Now, if you read the post, you might see what I intended. You might realize that I was in the left turn lane, realized I needed something at the drugstore on the right, didn’t realize the rental car needed to have its lights turned on (mine doesn’t) on a completely empty road at midnight in a not-great neighborhood in Dallas. Really, officer, I haven’t been drinking, I’m just an idiot.

There’s five because I make a split in the first item: That was partially because that post was inspired by confusion regarding what RyuJIT means to the future of .NET. (It actually means, and only means, that your programs will run better/faster in some scenarios).

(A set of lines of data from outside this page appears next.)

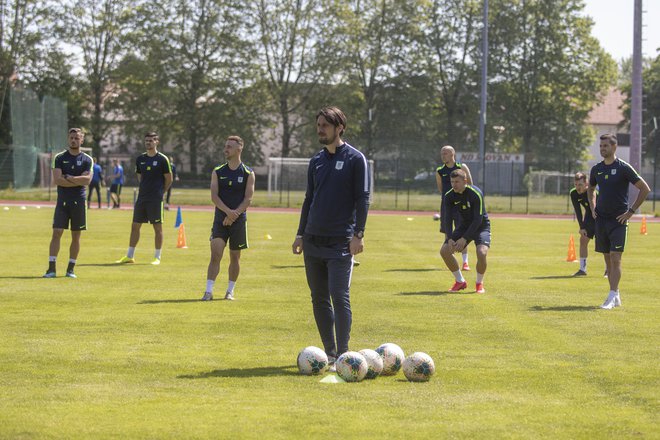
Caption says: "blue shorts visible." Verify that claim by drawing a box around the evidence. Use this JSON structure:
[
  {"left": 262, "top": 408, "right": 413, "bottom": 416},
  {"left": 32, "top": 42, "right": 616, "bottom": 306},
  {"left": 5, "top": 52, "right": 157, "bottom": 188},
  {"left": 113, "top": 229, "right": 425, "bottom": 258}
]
[
  {"left": 445, "top": 226, "right": 490, "bottom": 248},
  {"left": 210, "top": 216, "right": 249, "bottom": 251},
  {"left": 596, "top": 217, "right": 628, "bottom": 254},
  {"left": 53, "top": 199, "right": 87, "bottom": 231},
  {"left": 133, "top": 199, "right": 163, "bottom": 224}
]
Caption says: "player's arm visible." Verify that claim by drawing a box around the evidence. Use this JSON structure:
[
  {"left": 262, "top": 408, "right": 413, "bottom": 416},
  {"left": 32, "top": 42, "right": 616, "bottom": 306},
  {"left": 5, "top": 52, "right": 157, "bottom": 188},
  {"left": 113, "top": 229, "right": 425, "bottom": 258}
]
[{"left": 461, "top": 164, "right": 472, "bottom": 185}]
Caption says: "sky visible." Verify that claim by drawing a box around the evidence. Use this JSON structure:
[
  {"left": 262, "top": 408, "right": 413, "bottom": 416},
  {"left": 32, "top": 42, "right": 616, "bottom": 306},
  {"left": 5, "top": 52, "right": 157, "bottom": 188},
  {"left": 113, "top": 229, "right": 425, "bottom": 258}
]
[{"left": 585, "top": 0, "right": 660, "bottom": 61}]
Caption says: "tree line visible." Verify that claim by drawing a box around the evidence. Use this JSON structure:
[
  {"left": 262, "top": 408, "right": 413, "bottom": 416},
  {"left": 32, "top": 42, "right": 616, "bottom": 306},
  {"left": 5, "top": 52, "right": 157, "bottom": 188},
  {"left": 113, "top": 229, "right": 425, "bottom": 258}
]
[{"left": 0, "top": 0, "right": 617, "bottom": 173}]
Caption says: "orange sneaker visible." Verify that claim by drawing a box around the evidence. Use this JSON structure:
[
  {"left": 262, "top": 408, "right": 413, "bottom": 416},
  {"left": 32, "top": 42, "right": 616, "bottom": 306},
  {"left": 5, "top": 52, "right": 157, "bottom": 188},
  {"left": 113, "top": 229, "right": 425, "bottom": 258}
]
[{"left": 449, "top": 281, "right": 467, "bottom": 292}]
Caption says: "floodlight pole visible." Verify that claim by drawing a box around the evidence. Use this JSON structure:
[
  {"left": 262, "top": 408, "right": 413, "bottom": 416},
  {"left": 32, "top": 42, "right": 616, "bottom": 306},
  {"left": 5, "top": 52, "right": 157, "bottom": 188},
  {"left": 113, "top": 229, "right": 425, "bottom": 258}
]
[{"left": 479, "top": 0, "right": 488, "bottom": 193}]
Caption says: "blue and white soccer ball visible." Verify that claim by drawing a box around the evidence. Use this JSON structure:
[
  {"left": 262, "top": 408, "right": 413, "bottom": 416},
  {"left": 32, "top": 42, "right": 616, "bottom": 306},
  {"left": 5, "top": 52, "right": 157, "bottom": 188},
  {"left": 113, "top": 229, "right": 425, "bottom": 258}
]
[
  {"left": 403, "top": 351, "right": 435, "bottom": 382},
  {"left": 298, "top": 346, "right": 328, "bottom": 376},
  {"left": 335, "top": 351, "right": 369, "bottom": 382},
  {"left": 360, "top": 348, "right": 383, "bottom": 379},
  {"left": 376, "top": 342, "right": 406, "bottom": 376}
]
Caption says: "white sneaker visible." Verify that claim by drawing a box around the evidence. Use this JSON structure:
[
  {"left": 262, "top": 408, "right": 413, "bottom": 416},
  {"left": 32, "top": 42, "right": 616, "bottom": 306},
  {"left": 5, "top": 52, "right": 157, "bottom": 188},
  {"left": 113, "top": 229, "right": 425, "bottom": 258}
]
[{"left": 600, "top": 292, "right": 617, "bottom": 310}]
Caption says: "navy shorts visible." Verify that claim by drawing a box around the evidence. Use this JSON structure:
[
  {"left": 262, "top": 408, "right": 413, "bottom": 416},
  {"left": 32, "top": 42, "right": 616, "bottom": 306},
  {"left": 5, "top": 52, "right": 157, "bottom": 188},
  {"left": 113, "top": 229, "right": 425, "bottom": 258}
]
[
  {"left": 133, "top": 199, "right": 163, "bottom": 224},
  {"left": 445, "top": 226, "right": 490, "bottom": 248},
  {"left": 209, "top": 216, "right": 249, "bottom": 251},
  {"left": 53, "top": 200, "right": 87, "bottom": 231},
  {"left": 596, "top": 217, "right": 628, "bottom": 254}
]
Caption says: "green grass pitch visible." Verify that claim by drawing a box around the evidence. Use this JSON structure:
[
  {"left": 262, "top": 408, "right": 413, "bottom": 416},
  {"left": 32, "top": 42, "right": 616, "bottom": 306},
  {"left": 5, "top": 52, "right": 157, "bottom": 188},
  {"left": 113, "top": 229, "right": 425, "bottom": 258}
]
[{"left": 0, "top": 207, "right": 660, "bottom": 439}]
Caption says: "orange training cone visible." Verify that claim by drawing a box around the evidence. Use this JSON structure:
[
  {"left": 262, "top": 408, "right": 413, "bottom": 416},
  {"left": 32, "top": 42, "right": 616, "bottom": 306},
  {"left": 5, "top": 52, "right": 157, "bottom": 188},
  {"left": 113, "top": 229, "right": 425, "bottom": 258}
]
[
  {"left": 639, "top": 215, "right": 646, "bottom": 235},
  {"left": 566, "top": 234, "right": 577, "bottom": 262},
  {"left": 176, "top": 223, "right": 188, "bottom": 249}
]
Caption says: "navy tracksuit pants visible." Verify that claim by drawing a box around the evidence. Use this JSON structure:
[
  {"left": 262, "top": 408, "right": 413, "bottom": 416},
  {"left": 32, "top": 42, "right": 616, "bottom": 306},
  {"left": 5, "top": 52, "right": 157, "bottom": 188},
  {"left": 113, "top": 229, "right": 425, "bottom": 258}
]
[{"left": 303, "top": 235, "right": 353, "bottom": 357}]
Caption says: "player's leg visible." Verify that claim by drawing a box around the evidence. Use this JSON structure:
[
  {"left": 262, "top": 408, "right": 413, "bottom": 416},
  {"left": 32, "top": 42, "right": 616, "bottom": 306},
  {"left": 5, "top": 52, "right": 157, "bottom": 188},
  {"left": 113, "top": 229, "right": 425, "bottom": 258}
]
[
  {"left": 303, "top": 240, "right": 337, "bottom": 362},
  {"left": 327, "top": 251, "right": 353, "bottom": 356},
  {"left": 202, "top": 235, "right": 227, "bottom": 301}
]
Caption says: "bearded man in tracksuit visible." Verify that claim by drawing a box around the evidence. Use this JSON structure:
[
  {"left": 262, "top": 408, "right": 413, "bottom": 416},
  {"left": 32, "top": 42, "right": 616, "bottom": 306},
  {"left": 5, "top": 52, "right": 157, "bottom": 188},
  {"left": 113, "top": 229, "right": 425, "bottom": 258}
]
[{"left": 292, "top": 107, "right": 369, "bottom": 371}]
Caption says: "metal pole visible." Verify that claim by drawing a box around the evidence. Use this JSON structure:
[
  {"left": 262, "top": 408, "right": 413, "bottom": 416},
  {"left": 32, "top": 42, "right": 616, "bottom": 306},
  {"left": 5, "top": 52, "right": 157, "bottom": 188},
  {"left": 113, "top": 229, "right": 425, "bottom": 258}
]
[{"left": 479, "top": 0, "right": 488, "bottom": 193}]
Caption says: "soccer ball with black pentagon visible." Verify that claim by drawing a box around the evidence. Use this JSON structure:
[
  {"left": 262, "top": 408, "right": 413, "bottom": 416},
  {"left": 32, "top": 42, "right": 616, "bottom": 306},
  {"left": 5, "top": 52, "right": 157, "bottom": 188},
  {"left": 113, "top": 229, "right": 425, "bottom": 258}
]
[
  {"left": 360, "top": 348, "right": 383, "bottom": 379},
  {"left": 335, "top": 351, "right": 369, "bottom": 382},
  {"left": 376, "top": 342, "right": 406, "bottom": 376},
  {"left": 403, "top": 351, "right": 435, "bottom": 382},
  {"left": 298, "top": 346, "right": 328, "bottom": 376}
]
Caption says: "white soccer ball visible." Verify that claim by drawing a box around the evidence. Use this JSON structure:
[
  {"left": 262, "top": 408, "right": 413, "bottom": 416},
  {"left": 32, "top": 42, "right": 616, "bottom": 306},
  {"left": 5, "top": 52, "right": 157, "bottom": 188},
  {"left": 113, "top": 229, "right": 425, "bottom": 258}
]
[
  {"left": 298, "top": 346, "right": 328, "bottom": 376},
  {"left": 335, "top": 351, "right": 369, "bottom": 382},
  {"left": 376, "top": 343, "right": 406, "bottom": 376},
  {"left": 403, "top": 351, "right": 435, "bottom": 382},
  {"left": 360, "top": 348, "right": 383, "bottom": 379}
]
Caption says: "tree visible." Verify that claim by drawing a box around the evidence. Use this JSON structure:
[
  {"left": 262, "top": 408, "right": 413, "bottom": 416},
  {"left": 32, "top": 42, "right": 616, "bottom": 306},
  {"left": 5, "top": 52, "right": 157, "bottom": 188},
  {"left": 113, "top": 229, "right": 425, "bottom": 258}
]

The code you write becomes something, and then it becomes native code. That “something” for us has been IL, but might be a different representation. One reason for the distinction is that there are entirely separate teams that think about different kinds of problems working on compilers and native code generation. IL is created by a compiler that specializes in parsing, symbol resolution and widely applicable optimization. Native code is created in a manner specific to the machine where it will be run. In the big picture, this has been true since .NET was released and it’s a great design.

I think language compilation and native code creation are two distinct steps. One is all about capturing the expressive code you write, and the other is all about making a device work based on its individual operating system APIs.

But I might be wrong. I might be wrong because the increasing diversity in our environments means implications of native code API’s on the libraries you use (PCL). I might be wrong because languages like JavaScript don’t use IL (although minification is not entirely different). I might be wrong because it’s only the perspective of the coder that matters, and the coder rarely cares. I might be wrong because I’m too enamored with the amazing things like multi-core background JIT and MPGO (you can see more in the Changes to the .NET Framework module of my What’s New in .NET 4.5 Pluralsight course).

The taxonomy of code generation will shape the upcoming discussions Roslyn will inspire about metaprogramming. Metaprogramming encompasses only the DSL/expansion, file, and architecture levels.

You might be rolling your eyes like the officer handing me back my license in Dallas. Yes, officer. You’re absolutely right. If I titled the post “Five Levels of Code Generation” I should have had FIVE bullet points.